Bowo Sidik telah dinyatakan berhenti oleh partai berlambang pohon beringin ini dari posisinya sebagai Ketua Bidang Pemenangan Pemilu Jawa Tengah I DPP Partai Golkar pada hari Kamis (28/03/2019) karena kasus korupsi suap pupuk.

Bila Bowo dipecat dari keanggotaan partai, maka dirinya tak lagi memenuhi syarat sebagai Caleg sesuai Surat Edaran KPU Nomor 31 Tahun 2019, tentang aturan pencalonan Caleg yang dinyatakan tidak memenuhi syarat (TMS) pasca penetapan DCT.

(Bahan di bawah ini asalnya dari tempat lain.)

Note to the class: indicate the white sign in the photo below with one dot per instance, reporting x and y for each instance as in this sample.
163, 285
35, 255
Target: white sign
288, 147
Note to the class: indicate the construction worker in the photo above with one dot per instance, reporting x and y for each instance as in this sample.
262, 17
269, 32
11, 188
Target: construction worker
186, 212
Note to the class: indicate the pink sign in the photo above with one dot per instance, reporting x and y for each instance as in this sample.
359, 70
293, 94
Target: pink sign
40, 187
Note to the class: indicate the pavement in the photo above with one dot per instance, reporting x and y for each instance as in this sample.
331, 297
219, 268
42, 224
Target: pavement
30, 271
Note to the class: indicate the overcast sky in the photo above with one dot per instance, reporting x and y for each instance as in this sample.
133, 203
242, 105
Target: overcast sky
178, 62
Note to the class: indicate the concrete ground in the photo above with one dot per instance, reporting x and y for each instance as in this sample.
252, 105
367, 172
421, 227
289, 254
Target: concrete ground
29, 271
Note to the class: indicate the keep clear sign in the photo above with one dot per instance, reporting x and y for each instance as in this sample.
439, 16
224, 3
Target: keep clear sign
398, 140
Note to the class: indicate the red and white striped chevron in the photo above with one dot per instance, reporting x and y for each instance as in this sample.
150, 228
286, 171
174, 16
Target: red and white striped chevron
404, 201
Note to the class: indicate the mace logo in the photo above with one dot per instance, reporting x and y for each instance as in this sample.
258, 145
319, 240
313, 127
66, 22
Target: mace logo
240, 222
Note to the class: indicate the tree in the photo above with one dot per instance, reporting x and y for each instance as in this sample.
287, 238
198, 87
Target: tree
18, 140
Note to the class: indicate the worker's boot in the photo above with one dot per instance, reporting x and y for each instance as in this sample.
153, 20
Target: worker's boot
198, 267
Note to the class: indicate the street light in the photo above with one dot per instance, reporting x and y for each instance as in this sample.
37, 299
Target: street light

"Kalau ada pemberitahuan resmi kita akan pertimbangkan, kalau dia nggak lagi jadi anggota parpol, ya tidak lagi memenuhi syarat sebagai Caleg," Ujar Komisioner KPU Hasyim Asy'ari kepada wartawan, Senin (01/03/2019).

Sementara itu, hingga hari ini belum ada komunikasi pihak partai Golkar terhadap KPU usai pernyataan DPP Partai Golkar tersebut.

"Sejauh ini belum ada komunikasi ke KPU," Tambahnya.

Dirinya menjelaskan, ada dua kondisi seorang yang masuk dalam DCT bisa dibatalkan pencalegannya.

Yakni ketika yang bersangkutan dipecat dari anggota partai, dan telah menyandang status terpidana lewat penetapan keputusan hukum yang bersifat inkrah, atau punya kekuatan hukum tetap.

"Pemecatan itu masuk dalam status TMS (tidak memenuhi syarat), cara lainnya yaitu saat status pidana pemilu yang dijatuhkan kepada caleg telah inkrah," Ungkapnya.

Kader Partai Golkar, Bowo Sidik Pangarso ditetapkan sebagai tersangka dalam dugaan suap pelaksanaan kerja sama pengangkutan di bidang pelayaran antara PT Pupuk Indonesia Logistik (PILOG) dengan PT Humpuss Transportasi Kimia (HTK) oleh KPK RI.